By Justin Franz, 2-08-13
||Caption: Indigo Cantor describes how she formulates different scents of Montana Farmacy soaps and how she makes herbal remedies while standing in front of a closet packed with ingredients at her home in Trego. Lido Vizzutti | Flathead Beacon
TREGO – The tiny community here is a long way – physically and culturally – from the streets of Los Angeles. And Indigo Cantor is fine with that.
“I had gone from being a mountain girl to being part of that L.A. system,” Cantor said of her 15 years living in California and working in the music industry. “Having grown up in (Idaho), I was really close to nature and being in L.A. was like being in a cesspool (to me).”
Today, Cantor is far removed from that “cesspool,” living in Trego with her partner, Paul Grove, and operating the Glacier Ridge Ranch and Montana Farmacy. The latter is where she sells a variety of homemade, all-natural products, such as soaps, teas, jams, old-time remedies and herbs and spices.
In the mid-1990s, Cantor had grown frustrated with the life she was leading and began searching for a place that looked a little more like home, Ketchum, Idaho. She found it in Grass Valley, Calif., a small community in the foothills of the Sierra Nevada Mountains.
Cantor decided to go “off the grid” and began making just about everything she needed to survive, including soaps. The process was much the same as it is today.
Starting with essential oils and other natural materials – be it dried herbs or chunks of orange peel – she mixes the items together until she comes up with a pleasing scent. After that, she mixes the oil with avocado butter and places it in a long mold to harden. Once solidified, she cuts off bars of finished soap.
A grouping of Montana Farmacy products, including assorted teas and huckleberry and cherry jams, is seen on Indigo Cantor’s countertops at her home in Trego.
“It’s super fun to make and super rewarding,” she said. “It’s kind of like making music – it just happens.”
Pleased with her initial results, Cantor began giving the soap to friends during the holidays. In 1998, after moving back to Ketchum, she opened the Sun Valley Soap Company.
The soap company was a major success and Cantor operated it until a few years ago, when she and Grove hit the road in an old Airstream trailer, volunteering across the country. She said the two would go from town to town, seek out an organization like a food bank and ask how they could help.

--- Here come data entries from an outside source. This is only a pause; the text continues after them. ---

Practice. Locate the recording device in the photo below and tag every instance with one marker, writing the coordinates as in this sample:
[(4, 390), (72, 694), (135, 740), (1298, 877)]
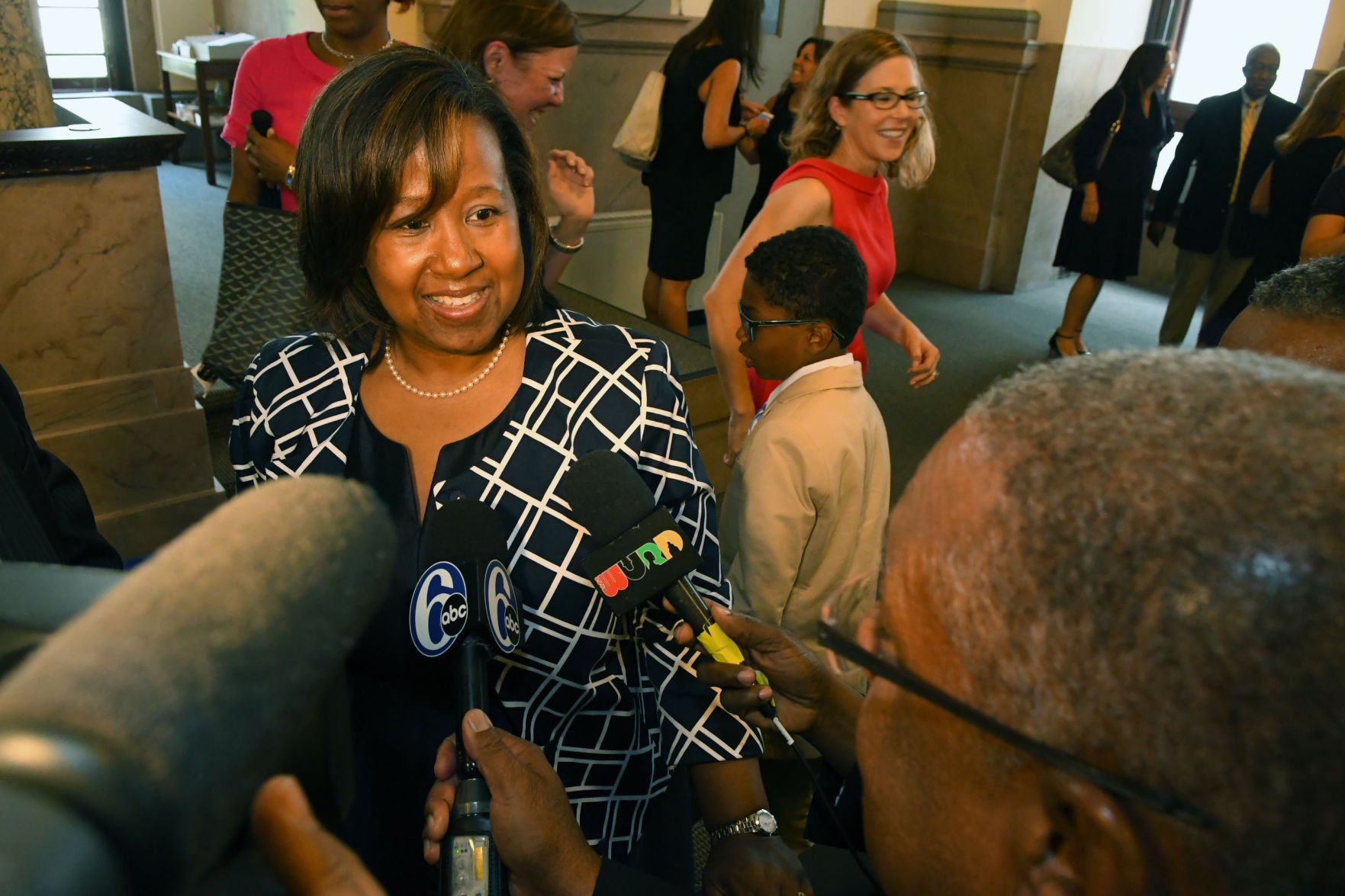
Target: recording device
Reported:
[(643, 553), (465, 603), (134, 739), (268, 197)]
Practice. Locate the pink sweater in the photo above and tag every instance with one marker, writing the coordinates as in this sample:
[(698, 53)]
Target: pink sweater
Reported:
[(283, 77)]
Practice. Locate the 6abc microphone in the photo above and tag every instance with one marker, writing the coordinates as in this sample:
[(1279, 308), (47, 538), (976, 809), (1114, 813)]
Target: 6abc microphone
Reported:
[(643, 553), (465, 603)]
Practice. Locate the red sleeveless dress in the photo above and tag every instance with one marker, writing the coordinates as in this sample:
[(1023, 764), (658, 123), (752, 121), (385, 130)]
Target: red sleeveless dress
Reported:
[(860, 211)]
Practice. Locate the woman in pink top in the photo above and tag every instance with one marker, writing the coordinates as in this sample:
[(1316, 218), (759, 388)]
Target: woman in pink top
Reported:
[(862, 121), (282, 75)]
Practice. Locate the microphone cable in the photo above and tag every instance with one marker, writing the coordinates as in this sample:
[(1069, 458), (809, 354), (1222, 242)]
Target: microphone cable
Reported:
[(818, 798)]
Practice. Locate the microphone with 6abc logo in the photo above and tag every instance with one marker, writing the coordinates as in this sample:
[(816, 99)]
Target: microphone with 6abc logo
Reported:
[(465, 602)]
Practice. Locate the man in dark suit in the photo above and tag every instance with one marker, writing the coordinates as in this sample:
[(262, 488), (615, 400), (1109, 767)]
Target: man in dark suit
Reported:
[(45, 514), (1231, 142)]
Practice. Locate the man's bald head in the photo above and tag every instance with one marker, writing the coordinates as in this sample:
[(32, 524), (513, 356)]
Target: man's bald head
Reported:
[(1260, 70), (1154, 583), (1297, 313)]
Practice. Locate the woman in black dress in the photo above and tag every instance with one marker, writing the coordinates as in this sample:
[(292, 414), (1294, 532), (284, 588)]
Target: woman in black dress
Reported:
[(1101, 237), (1305, 156), (698, 127), (770, 151)]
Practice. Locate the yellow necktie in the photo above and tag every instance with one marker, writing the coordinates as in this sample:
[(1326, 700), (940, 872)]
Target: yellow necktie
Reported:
[(1248, 125)]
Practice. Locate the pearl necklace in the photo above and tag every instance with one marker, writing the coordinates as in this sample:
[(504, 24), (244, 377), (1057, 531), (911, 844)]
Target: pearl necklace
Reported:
[(391, 366), (347, 56)]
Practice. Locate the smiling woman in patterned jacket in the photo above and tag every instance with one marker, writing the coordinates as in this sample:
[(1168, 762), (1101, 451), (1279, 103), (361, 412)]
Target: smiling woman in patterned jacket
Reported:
[(444, 374)]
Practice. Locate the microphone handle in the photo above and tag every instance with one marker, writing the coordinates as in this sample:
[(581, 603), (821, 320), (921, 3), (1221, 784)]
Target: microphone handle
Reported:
[(468, 864), (708, 633)]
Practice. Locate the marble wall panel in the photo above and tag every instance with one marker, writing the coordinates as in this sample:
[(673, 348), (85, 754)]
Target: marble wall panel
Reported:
[(136, 463), (136, 533), (85, 288), (1018, 181), (24, 88), (93, 404), (140, 34)]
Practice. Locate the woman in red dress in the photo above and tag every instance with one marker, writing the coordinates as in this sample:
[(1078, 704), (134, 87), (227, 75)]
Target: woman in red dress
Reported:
[(865, 120)]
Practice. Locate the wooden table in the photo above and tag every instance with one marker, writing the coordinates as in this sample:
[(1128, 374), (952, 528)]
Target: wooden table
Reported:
[(201, 72)]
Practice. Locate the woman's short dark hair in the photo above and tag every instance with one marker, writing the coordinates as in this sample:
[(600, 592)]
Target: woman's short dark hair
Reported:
[(361, 131), (523, 26), (819, 50), (736, 24), (814, 272), (1144, 68)]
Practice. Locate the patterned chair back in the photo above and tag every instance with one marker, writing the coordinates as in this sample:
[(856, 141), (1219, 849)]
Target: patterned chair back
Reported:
[(261, 290)]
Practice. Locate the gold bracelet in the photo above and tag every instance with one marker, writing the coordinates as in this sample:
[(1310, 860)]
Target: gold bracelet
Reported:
[(561, 246)]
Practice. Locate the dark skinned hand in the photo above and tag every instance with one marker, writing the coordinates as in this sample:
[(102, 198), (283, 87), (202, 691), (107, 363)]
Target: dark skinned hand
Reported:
[(532, 818), (269, 156), (800, 679), (756, 865)]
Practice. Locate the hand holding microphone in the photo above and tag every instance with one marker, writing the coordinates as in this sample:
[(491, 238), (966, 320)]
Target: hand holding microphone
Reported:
[(534, 827), (800, 679), (643, 553)]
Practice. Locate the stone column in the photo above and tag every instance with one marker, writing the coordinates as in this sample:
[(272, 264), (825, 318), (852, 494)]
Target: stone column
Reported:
[(88, 322), (24, 86)]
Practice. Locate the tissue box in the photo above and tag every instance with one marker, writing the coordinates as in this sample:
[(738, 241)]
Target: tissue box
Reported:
[(214, 46)]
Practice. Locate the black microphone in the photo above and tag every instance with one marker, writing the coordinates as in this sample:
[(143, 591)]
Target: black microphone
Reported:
[(643, 553), (268, 197), (465, 602), (134, 739)]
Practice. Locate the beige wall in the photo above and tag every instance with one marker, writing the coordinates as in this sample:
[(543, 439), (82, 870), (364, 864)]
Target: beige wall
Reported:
[(1334, 37), (862, 14), (1117, 24)]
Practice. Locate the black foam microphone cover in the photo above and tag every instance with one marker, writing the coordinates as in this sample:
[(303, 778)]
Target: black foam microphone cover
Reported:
[(268, 197), (607, 496), (462, 529), (155, 715)]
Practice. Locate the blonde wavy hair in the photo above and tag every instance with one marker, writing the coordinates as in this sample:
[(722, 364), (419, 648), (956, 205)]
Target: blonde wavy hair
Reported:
[(1322, 114), (816, 135)]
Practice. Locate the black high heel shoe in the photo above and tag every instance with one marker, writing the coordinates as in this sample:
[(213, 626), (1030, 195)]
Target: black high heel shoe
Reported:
[(1054, 346)]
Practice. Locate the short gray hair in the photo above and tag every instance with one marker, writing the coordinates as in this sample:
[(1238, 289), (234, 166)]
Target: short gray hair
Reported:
[(1161, 580), (1311, 290)]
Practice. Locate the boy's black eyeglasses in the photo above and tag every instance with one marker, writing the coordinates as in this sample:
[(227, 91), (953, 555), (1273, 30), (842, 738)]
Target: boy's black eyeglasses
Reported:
[(752, 326), (913, 684), (888, 98)]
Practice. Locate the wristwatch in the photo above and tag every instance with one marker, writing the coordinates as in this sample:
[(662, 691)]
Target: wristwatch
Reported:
[(760, 822)]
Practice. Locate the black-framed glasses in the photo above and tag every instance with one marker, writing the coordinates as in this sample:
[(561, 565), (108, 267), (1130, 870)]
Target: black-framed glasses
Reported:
[(752, 326), (890, 98), (913, 684)]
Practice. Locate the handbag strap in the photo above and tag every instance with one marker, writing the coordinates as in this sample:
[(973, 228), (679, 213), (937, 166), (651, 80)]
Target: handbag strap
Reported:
[(1115, 125)]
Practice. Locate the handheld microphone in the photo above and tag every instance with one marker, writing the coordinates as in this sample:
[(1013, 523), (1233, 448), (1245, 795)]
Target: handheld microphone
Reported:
[(268, 197), (465, 602), (643, 553), (134, 739)]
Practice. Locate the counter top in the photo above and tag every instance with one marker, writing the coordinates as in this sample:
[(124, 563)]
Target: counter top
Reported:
[(96, 133)]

In 2010, the pair found their way to Trego where Cantor began a new job as “head doer of all things” at the Glacier Ridge Ranch. She opened Montana Farmacy in 2011. Along with the soaps that made her previous business so popular, Cantor sells herbs, teas, jams and remedies, most of which she makes herself. Inside the main lodge, she has a small shop but acknowledges the vast majority of her products are sold online. The old-time remedies are some of the most popular items.
A selection of handmade Montana Farmacy soaps is seen for sale in the gift shop of the Glacier Ridge Ranch in Trego.
Cantor said her business’ success has a lot to do with her surroundings. Located along U.S. Highway 93 between Whitefish and Eureka, Trego is a rural community in a rural state.
“It’s a lot better to look outside and see nature than to see another building,” she said. “I absolutely feel like the most blessed person on the planet everyday I look outside.”
At the same time, Cantor realizes that she is not going to get a lot of walk-in traffic at her shop in Trego, which is well off the main road. But again, like her move from Los Angeles to Trego, she’s fine with that.
“I make a certain amount and I sell it and then it’s gone,” she said. “I’m not looking to make millions.”